Just the same, successive vicars had made it clear that, no matter what one’s shortcomings were, God would forgive. Also that he would answer the prayers of even the most unworthy supplicants ‘as would be most expedient for them’. She closed her eyes and prayed, urgently and straightforwardly. She didn’t ask for guidance, which was too complicated, but for deliverance.
But, even as she beseeched, like a child, ‘please God make it stop’, there was a part of her – her heart? her memory? – that hummed, like a long note stroked on a violin … its soft vibrato stirred her hair and stippled the smooth skin of her forearms. Her desires and petitions were not straightforward.
After leaving the church, she pushed her bike back down the path and through the lychgate. She set off home via a longer route, taking in the hamlet and the stretch of main road, as far as the turn off at Keeper’s Cottage. By the time she reached the house she was hot, her legs were tired and her bottom sore. The physical discomforts provided a distraction. She would leave her bike in the porch and go straight to the larder for a glass of homemade lemonade, a recipe that always reminded her of her mother. Maureen had finished for the morning and would be back for two hours in the late afternoon to help with supper and any other odd jobs. Barbara decided not to seek out Ron, who would be having his sandwiches in the shed. She found herself praying for the second time in one day, this time that everything would have been sorted out in her absence. That the problem would have gone away.
The house was cool, a little dark on this sunny day and smelt of polish. The copper jug, full of rhododendrons on the oak blanket chest in the hall, seemed to give off a soft, pink light. Everything was quiet. She could hear the glutinous tick of the grandfather clock in the dining room and the gentle insistent ‘Croo-croo’ of the wood pigeons. Was the upturned bucket still beneath the window? She had to brace herself to go into the larder and moved so quickly with the jug, that she slopped some of the lemonade on the stone floor.

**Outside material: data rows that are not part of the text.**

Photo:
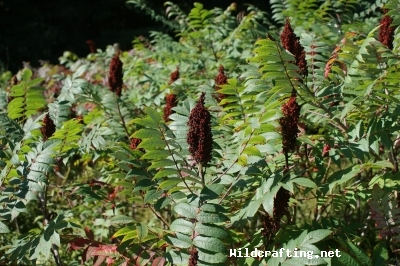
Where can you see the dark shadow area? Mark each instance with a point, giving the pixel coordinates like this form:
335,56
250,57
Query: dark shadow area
42,30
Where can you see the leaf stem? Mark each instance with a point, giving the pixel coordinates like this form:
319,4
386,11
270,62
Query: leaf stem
122,119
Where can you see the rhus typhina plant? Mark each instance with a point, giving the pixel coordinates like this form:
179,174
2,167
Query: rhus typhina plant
245,132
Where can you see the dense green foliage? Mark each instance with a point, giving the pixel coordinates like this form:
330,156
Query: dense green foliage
90,176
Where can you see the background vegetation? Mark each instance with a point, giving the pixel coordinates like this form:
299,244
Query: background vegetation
248,129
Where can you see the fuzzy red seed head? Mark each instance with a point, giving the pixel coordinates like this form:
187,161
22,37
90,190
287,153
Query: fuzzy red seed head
115,76
325,150
135,143
199,136
291,43
194,257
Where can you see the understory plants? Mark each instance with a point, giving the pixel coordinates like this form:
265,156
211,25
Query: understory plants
243,130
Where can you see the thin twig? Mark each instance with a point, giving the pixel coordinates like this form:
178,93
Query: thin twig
122,120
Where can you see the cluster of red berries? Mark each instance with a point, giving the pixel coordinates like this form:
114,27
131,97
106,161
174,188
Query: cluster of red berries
199,136
271,225
289,124
220,80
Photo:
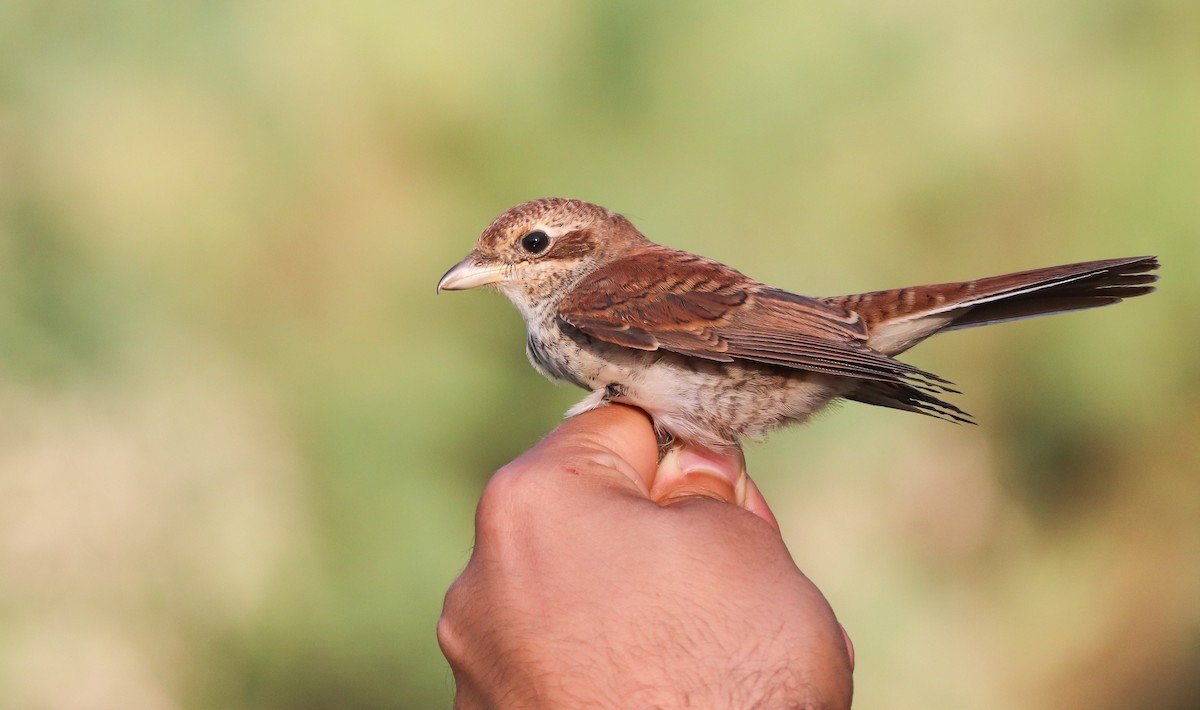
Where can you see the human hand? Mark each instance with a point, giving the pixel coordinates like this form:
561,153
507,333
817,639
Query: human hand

She returned with her glass to the hall, and hovered cautiously for a moment before stepping out into the loggia. This was her favourite place in the summer; the sense of being neither indoors nor out, but both at the same time, was agreeable to her. You were sheltered from rain, wind and sun, and also largely from view, while commanding a wide prospect of the garden, where the rough, sloping lawn was surrounded by towering rhododendrons in full red, pink and purple bloom. To the right of it was the Fort, with its ragged coronet of scots firs. On the far side of the low wall, which separated loggia from lawn, was an unpruned fuchsia, now a haze of scarlet and blue, around which a hummingbird hawk moth shimmered and darted in the sunshine.
She set her glass on the bleached wooden table and unfolded a canvas chair, disturbing a long-legged spider that scuttled away into the wigwam of old racquets and golf clubs. Stanley had been an orderly man, but the orderliness did not extend to sports equipment, which he clung to as a parent might have clung to pictures by, or of, their children. Perhaps the kit reminded him of a different younger self, one Barbara had never known; there were even two ancient ski poles among the clutter. She could have got rid of it all, but had never been able to bring herself to. Everything else – his clothes, hairbrushes, uniforms, even his cufflinks (with the exception of a pair she had made into a brooch) – she had disposed of. Yet to throw out these things would have been callous, a violence; so here they stood, as a ramshackle memorial and home for spiders and woodlice.
She did not at first take in what she saw on the Fort. The image touched her retina without registering. When realisation came it was swift and scalding. There was a figure in one of the trees. The firs with their long, bare trunks weren’t easy to scale without a ladder, but one of them stood next to a broken stump. This made the lowest branch accessible and it was on this branch that Johnny stood, with one arm round the trunk, leaning out and gazing upward, like a jack tar in the age of sail, inspecting the rigging. He did not look in her direction and she remained very still, sure he hadn’t seen her. After a few seconds, Ron Dexter appeared from behind the Fort, took two long, rising strides to the foot of the tree and stood there, also looking up, giving the bark a slap as he did so. The two men were in discussion.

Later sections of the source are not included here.